1998: Korn werfen ihren dritten Longplayer Follow the Leader auf den Markt und befinden sich auf dem Rockstarolymp. Spätestens jetzt ist man vom gefeierten Szenestar zum MTV-Darling mutiert. Und was macht man als solcher? Klar: Ein eigenes Label gründen natürlich! Schließlich weiss man ja am besten, was die Leute hören wollen und was sich gut verkauft. Was sich in der Theorie absolut schrecklich anhört, erwies sich in der Realität allerdings als durchaus reizvoll.

Ob absichtlich oder nicht: Das Korn Label Elementree präsentierte von 1998 bis 2006 Künstler, die sowohl musikalisch als auch optisch und thematisch eine ähnliche Kerbe beackerten (der eigentliche Grundgedanke hinter der Idee eines Labels…). Nun gut, bei einer mikrigen Anzahl von nur 3 Acts dürfte das allerdings ein nicht allzu schwieriges Unterfangen gewesen sein…

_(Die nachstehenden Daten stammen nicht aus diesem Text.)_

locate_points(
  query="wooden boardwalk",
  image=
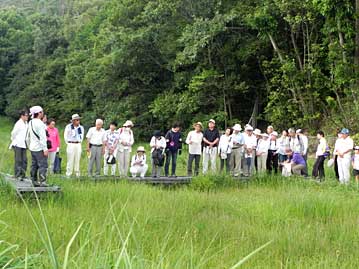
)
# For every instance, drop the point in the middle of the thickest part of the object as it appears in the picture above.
(26, 186)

Fälschlicherweise werden die Elementreekünstler dank ihrer New Metal – Ziehväter oft in eben diesen Kontext gestopft, wo sie musikalisch aber eigentlich nicht wirklich hingehören. Zwar hat man auch bei Elementree tief in den Schminktopf gegriffen und mit K-razy Bühnenoutfits, Instrumenten und Frisuren herumexperimentiert, doch hatte das Ganze einen unübersehbaren Sci-Fi-Anstrich, der sich auch deutlich in der Musik der kalifornischen Bands niederschlug: Futuristische Texte treffen auf sehr synthie- und samplelastige Gitarrenmusik, die größtenteils wohl eher im Industrial/Glam Bereich anzusiedeln ist.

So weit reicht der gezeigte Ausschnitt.